The young man said, “Oop!” and then, “I’m so sorry.”

The writer smiled and began to say “It’s okay” but was overtaken, this time consciously, by J who said:

“It’s a tight fit through here, huh.”

The writer said, “It is,” and smiled.

“Good thing you’re empty,” the young man said. “I might’ve ruined your work!” There was a smile, requited, and then J was gone.

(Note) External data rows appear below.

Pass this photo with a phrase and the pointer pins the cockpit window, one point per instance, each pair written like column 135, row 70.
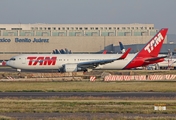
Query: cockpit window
column 13, row 59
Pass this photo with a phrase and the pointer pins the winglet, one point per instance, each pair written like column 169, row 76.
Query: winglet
column 125, row 54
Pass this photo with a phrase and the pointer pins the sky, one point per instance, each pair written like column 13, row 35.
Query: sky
column 161, row 13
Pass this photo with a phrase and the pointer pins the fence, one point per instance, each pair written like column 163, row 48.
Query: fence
column 138, row 77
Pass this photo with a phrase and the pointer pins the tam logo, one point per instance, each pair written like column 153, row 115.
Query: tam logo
column 42, row 60
column 157, row 39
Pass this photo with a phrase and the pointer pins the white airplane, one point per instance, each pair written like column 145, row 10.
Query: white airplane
column 83, row 62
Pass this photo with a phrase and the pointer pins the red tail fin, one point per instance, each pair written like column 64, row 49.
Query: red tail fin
column 153, row 47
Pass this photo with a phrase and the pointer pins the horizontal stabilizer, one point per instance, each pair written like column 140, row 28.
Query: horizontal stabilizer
column 125, row 54
column 155, row 59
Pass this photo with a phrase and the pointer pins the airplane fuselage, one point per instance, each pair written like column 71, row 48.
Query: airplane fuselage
column 56, row 61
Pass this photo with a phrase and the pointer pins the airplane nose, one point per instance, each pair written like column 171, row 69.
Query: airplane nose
column 7, row 63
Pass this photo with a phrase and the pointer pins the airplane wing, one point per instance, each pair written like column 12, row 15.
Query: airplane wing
column 94, row 64
column 154, row 58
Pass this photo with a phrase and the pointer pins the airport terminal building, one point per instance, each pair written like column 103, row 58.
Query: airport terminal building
column 79, row 38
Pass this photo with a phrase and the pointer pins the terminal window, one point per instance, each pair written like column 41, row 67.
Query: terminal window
column 2, row 28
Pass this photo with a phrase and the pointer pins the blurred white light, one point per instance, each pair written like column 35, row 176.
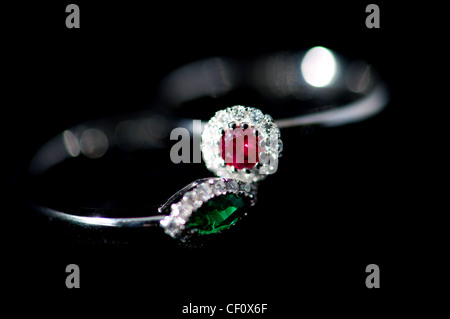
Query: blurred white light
column 318, row 67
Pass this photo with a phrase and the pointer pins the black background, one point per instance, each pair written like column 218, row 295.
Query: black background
column 336, row 204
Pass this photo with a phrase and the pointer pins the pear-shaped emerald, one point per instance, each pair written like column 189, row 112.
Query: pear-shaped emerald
column 217, row 214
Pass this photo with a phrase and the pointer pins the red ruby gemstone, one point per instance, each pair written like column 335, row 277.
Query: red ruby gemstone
column 240, row 148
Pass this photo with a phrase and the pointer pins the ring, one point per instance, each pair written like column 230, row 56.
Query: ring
column 240, row 144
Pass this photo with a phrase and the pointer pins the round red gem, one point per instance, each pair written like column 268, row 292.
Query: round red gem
column 240, row 148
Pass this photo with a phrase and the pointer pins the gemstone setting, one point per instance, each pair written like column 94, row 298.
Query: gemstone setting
column 241, row 143
column 206, row 206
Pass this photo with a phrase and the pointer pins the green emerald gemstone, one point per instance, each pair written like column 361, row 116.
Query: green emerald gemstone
column 216, row 215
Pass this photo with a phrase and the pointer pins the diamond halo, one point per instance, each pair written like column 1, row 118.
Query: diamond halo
column 266, row 133
column 181, row 206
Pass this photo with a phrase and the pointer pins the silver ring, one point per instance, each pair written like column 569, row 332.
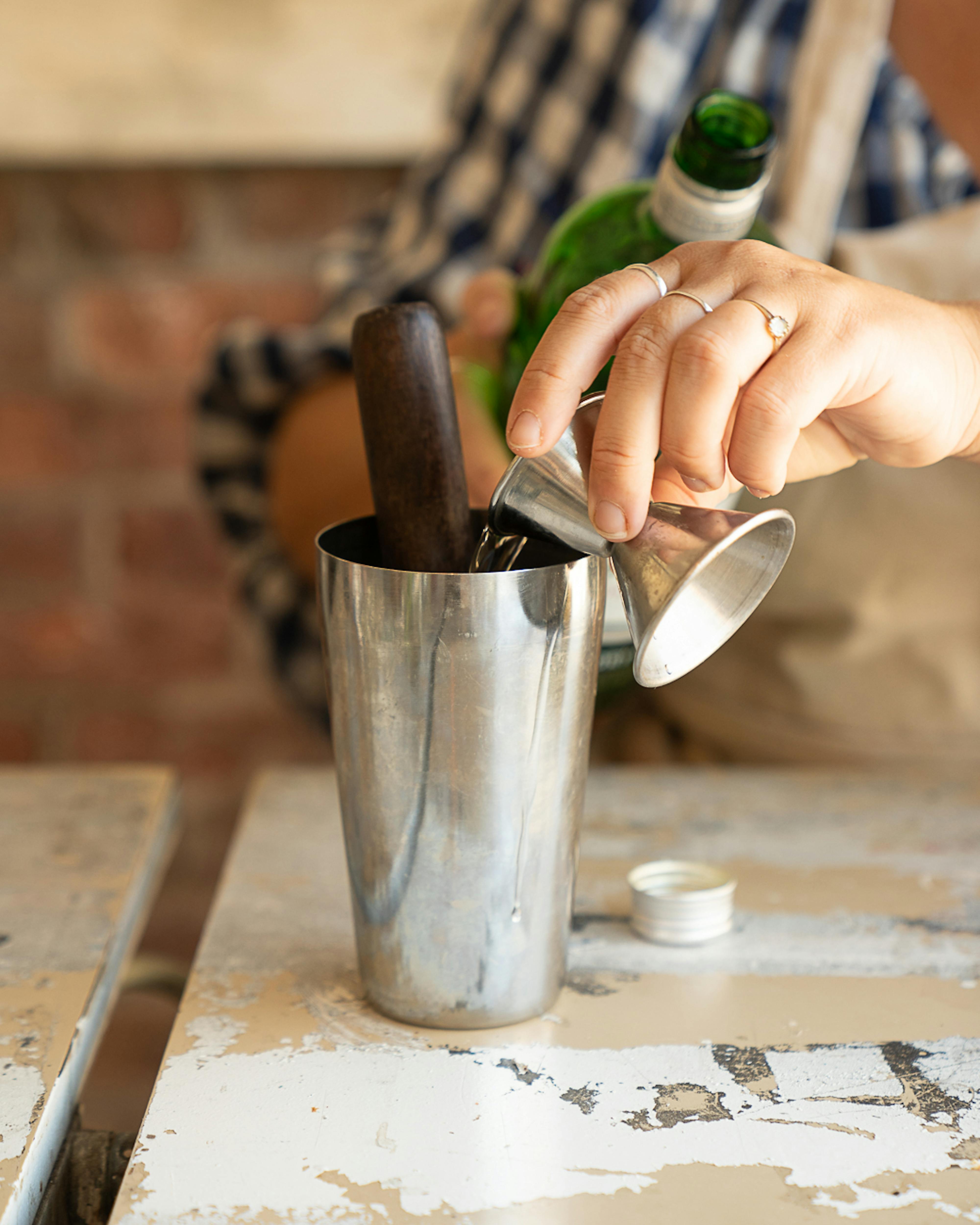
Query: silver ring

Empty, the writer thought. For a second he wasn’t empty. For a second he was instead full of what-ifs and implications, a plurality of fantasies that simmered as if he had finally captured ambient heat. A world flourished and was extinguished. It was enough.

Those fleeting moments of sublimation were all he searched for; those small moments of infinite intimacy, wherein one lost themselves to their own being and were simply experiencing what was and what could be with no convention to keep them bound.

The achievement pales next to the remembrance of the dark night, those nights that consumed him psychically and left him bare naked before the severity of the world and the pervasive struggle. When he was small and the world was a gaping maw. It isn’t the success itself that brings fulfillment; it is the confirmation that those dark nights were necessary and that he had beat them. That is what made the journey worthwhile

His ring finger grew heavy and pressed down on a key. An “I” floated on the document. He deleted the letter.

The lost vultures finished their loops and rejoined the wake as they settled down upon a lost soul.